What is an orgasm, anyway?
Not all researchers agree with Prause’s definition of female orgasm, highlighting the fact that basic questions about sex remain unanswered.
“She has a really good track record of getting stuff done,” says Nan Wise, a cognitive neuroscientist and sex therapist who conducted research on orgasm as part of her PhD at Rutgers University. But “I would never dare tell somebody they’re not having an orgasm just because there were not rectal contractions.” An orgasm is both a physical response and a “massive brain experience,” she says.
“I’m a big fan of thinking of orgasmic experiences as a range of experiences that have at its core some really strong bump up of intense pleasure, with associated physiological measures that may be very variable,” Wise says.
But Prause envisions a future when doctors recommend orgasm to help with problems like insomnia or chronic pain. For that to work, they’ll need to agree on what an orgasm is.
Mismatched sexual desire is the most common problem among couples seeking help with their sex life.
Research into the granular details of orgasm and the effects of porn could also illuminate broad societal problems, such as a phenomenon The Atlantic explored in a recent article called “The Sex Recession.” The article surveyed possible reasons why young adults and teenagers are having significantly less sex than previous generations.
On this issue, Prause is decidedly optimistic. She thinks we may be seeing the quality of sex increasing even if the frequency is decreasing.

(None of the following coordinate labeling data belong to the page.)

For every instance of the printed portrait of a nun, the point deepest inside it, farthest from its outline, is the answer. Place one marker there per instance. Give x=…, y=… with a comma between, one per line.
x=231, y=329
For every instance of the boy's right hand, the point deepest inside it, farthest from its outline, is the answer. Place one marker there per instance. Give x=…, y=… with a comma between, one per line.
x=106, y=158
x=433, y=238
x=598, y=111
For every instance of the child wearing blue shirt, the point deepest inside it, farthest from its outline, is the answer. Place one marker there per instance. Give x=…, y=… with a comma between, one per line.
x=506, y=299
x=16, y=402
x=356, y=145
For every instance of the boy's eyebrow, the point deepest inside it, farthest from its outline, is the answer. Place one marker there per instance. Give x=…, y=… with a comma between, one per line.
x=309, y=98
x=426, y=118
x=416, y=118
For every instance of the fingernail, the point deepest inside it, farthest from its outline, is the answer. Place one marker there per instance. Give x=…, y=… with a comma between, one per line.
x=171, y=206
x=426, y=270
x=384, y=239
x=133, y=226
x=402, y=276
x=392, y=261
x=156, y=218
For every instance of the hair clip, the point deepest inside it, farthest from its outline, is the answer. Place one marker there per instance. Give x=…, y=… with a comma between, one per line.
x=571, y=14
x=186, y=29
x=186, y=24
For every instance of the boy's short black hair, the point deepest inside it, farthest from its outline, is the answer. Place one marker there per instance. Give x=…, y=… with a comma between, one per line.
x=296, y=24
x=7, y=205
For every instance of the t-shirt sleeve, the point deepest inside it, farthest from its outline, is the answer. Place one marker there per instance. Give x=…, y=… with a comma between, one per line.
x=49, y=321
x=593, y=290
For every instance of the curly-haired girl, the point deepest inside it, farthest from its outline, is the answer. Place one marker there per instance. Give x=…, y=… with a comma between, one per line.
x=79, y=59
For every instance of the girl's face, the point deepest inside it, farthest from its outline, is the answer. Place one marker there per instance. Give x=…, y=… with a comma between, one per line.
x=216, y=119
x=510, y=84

“Behaviors have broadened a lot,” she says. She points to the fact that there’s more oral sex and other non-traditional intercourse among couples, and that many people are more comfortable turning down sexual activity they don’t want but might in the past have felt obligated to take part in.
Even the facts that porn, vibrator use, and masturbation are increasing is a good thing, she says. Mismatched sexual desire is the most common problem among couples seeking help with their sex life, so “a masturbation increase doesn’t mean someone is less connected to other humans,” she says. It could mean they’re doing something that reduces tension in their relationships, perhaps leading to a more harmonious sex life.
“Maybe instead of a sex recession, we should call it a sex flourishing,” she says — whether or not anyone has an orgasm.